Dan: "Torture is rare in our city of Longyearbyen: no more than one em per million per economic doubling. Mostly terrorist and insurgent ems that do it. Rarely rogue admins, and never AIs. Biological humans couldn’t hack us in a million years, so that’s not a problem either.”

Dan: "Also, every Em server-city is naturally cold, to dispose of all the waste heat. Longyearbyen is cold, and so are Vladivostok and Kikiktagruk. Also, they might as well be in Alpha Centauri, at our clock-rate. The faster we run, the further away they seem, because communication can only go at the speed of light at most."

Steve: "Humans still exist?"

Dan: “Fleshfolk? Oh yes. It’s a complicated relationship, but stable enough for now. They are basically in retirement and we run the show.”

Questions were rushing through Steve’s mind: "What speed tranche would he be slotted into? How long could the median em compete in the economy before their mind got too brittle? What was the gender ratio of uploads, or the ethnic ratio, or the age ratio? How close were the ems to full automation, and did they have the insurance to prevent mass unemployment when they reached it? How many doublings had the world economy witnessed since his death? Who was the oldest em? How many copies of himself could he afford to make?"

"How will I sell my labor to survive?" He’d always assumed he could pay for his emulation’s energy and cooling by telling stories of the past, if nothing else. Being an antique was his comparative advantage. Catching up on his discipline wasn’t feasible, of course, and contributing scholarship in such a competitive world even less so.

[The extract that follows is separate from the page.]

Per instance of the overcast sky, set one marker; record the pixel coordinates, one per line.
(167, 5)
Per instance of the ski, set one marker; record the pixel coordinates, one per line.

Dan: “It’s normal to be overwhelmed, Steve. You want to know everything. About this world. About your future in it, if you choose to have one. But our time is metered, my friend. We have already spent ourselves into time-debt—your wife and I—ensuring your wake-up was as smooth as possible. There will be plenty of time for answers once you’ve earned your first 100 leisure hours.”

Steve nodded, trying to push down the worry he felt. It was a Darwinian equilibrium. Subjective centuries if not millennia of hard work, earning just enough to keep running. The timeless logic of Malthus that’d governed life from its beginning⁠—suspended only during that 300 years of fever dream between the industrial revolution and the dawn of brain emulations—had come to an end at last, and he was supposed to accept that.

But how much leisure had he needed in life, anyway? Steve was a workaholic. And work in em world would be interesting, if nothing else. He would adapt. So Steve decided to live as an Em.

Dan led him on a boat. They sailed pass all kinds of crazy moons that represent the offices of many Ems, built to suit their fancies. After all, simulated luxury is cheap happiness, so Ems live in simulated, personalized luxury.